Distance and orientation plots for Tvmar1 insertions and gene expression. Linear regression plots of relative mRNA levels of 22 genes in 15 isolates plotted against distance in base pairs (bp) between a Tvmar1 insertion site and its nearest gene. The plots are divided into relative mRNA levels of proximal genes with Tvmar1 insertions located: (A) 5′ and (B) 3′ to the gene in insertion positive isolates; and (C) 5′ and (D) 3′ to the gene in insertion negative isolates.

Discussion

Tvmar1 insertion variation in the genome of T. vaginalis

Despite the major contribution that TEs make to the genome size and gene complement of T. vaginalis, little is known about how these sequences have shaped the evolution of the parasite’s genome.

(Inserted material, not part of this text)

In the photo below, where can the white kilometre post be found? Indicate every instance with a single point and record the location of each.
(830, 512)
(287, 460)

Indeed, relationships between TE load and parasitic life-cycle are largely understudied [21]. Intracellular parasites usually have a low TE load or no TEs at all, perhaps due to the evolutionary pressure to maintain a small cell size and thus a small genome [22, 23]. For example, pathogenicity of the extracellular parasite Entamoeba histolytica has been correlated with genome differences caused by TE insertions, when comparing pathogenic E. histolytica with non-pathogenic Entamoeba dispar [24]. T. vaginalis is an extracellular parasite for which it has been hypothesized a large cell size may be highly beneficial [1, 8, 9]. Here, we sought to understand the contribution that one major group of TEs, the T. vaginalis Tc1/mariner family Tvmar1, might play in shaping the evolution of this genome and the functional consequences this may have for parasite fitness.

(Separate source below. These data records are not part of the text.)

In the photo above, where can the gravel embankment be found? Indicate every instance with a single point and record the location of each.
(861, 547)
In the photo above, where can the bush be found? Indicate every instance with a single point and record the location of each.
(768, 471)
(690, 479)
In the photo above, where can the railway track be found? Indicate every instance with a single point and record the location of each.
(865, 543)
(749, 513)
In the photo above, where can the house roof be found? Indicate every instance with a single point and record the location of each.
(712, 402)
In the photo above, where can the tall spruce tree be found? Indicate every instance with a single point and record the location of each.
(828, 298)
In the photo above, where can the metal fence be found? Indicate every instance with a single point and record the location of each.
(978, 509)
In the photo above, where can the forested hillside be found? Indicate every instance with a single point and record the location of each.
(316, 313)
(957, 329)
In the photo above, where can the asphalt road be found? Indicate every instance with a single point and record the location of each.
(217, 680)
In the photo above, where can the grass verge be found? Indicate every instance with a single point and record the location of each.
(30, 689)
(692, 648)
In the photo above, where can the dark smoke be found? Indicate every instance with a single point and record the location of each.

Our initial studies looked at the presence of 19 Tvmar1 loci in 94 global T. vaginalis isolates. A high level of polymorphism in the point of insertion was identified, with most loci showing low insertion frequencies in isolates from all geographic regions. Only two loci showed a high insertion rate: the first insertion (locus 1) was present in all 94 global isolates studied, that is, it was fixed; and the second (locus 9) had an insertion frequency of 96.2%, compared to an average insertion frequency of 24.7% for the other 17 loci in all isolates. This unusually high rate of insertion for two loci may be explained by two possible hypotheses. First, the insertions could provide potential genetic novelty and potential adaptive value for the parasite, as has been demonstrated for TE insertions in other studies [2528]. Second, these insertions may have a neutral effect on the surrounding genome, and thus have reached fixation due to genetic drift. These loci present intriguing candidates for further investigation to determine why we see close to fixation/fixed TE insertions in T. vaginalis. In addition, the presence of so many polymorphic insertions in our data provides strong support for previous suggestions that Tvmar1 is still an active mariner element and recently amplified in the T. vaginalis genome [10].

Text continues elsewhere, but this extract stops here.